The American Headache Society’s annual symposium is in Scottsdale later this week and I’ll be attending for the first time. Or to be accurate, I’m planning to attend the symposium as long as I’m not knocked out by migraine attacks. There’s a world of difference between attending and planning to attend. A difference you’d think I’d fully grasp after all these years with debilitating chronic migraine. Nope.

I imagined myself waking up early and attending the meeting sessions all day Friday and Saturday. Never mind that sessions begin at 8 a.m., two hours before I usually wake up. Never mind that feeling well enough to be out of the house for three hours on any given day is cause for celebration; doing so two days in a row is nearly unheard of. Never mind that I rarely shower before going out because it depletes my energy (this is a little tricky considering that my almost-nightly migraine attacks include night sweats — I can cope if I’m going somewhere anonymously, but am sensitive about it when I’m around people I know or want to make a good impression).

Although the idealized schedule of events rarely comes to fruition, I don’t usually remember that until I’m over committed. This time I was clever enough to see it a week before the event takes place. I’ve gone through the symposium schedule and made a list of sessions I most want to attend and have narrowed it down to a couple hours each day plus Thursday set-up for the TheraSpecs exhibit and dinner with Migraine.com folks.

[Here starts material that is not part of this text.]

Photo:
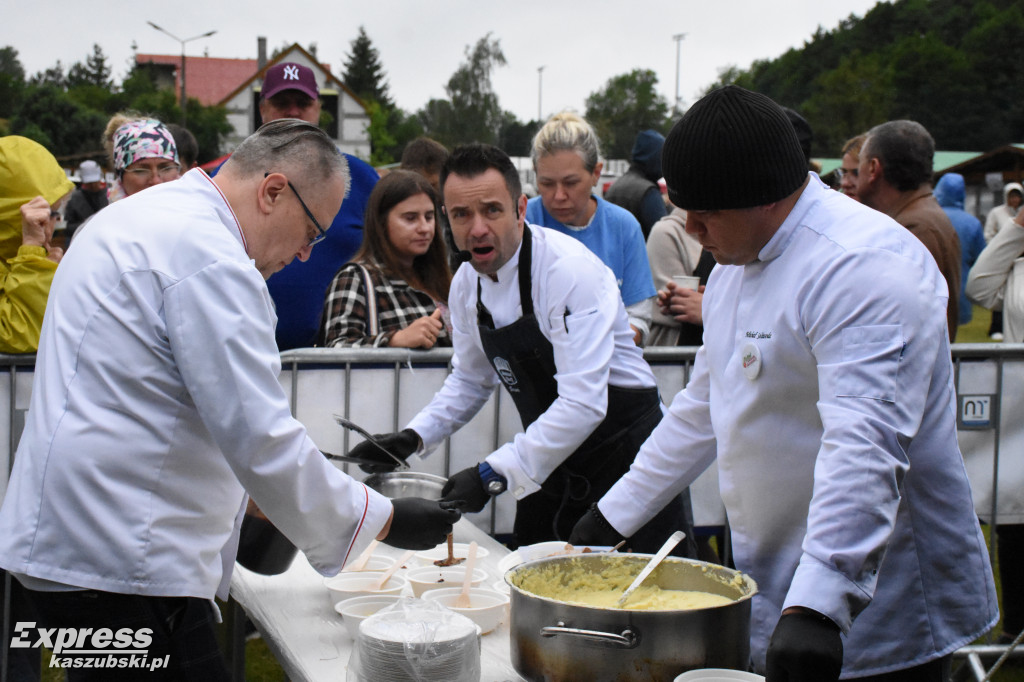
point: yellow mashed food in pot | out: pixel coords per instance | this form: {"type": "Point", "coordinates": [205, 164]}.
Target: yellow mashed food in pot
{"type": "Point", "coordinates": [602, 590]}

Ideally, I’ll take over the booth for short stints Friday and Saturday so Hart can catch his breath.

I have no idea how much of the conference I’ll be able to attend or if I’ll be of much help to Hart. Still, I’m patting myself on the back for recognizing my limitations (though I’m by no means happy about them) and creating a realistic plan. Starting off with reasonable expectations is far more promising than my usual approach of hitting the ground running, then crashing and knocking myself out for the rest of the weekend. If I can’t make it to all that I have planned, I won’t be blaming myself for overexerting and making myself sick.

Wish me luck. I hope to gather lots of good information to share with you. And I’m super excited to finally meet Teri Robert, Ellen Schnakenberg and Diana Lee in person!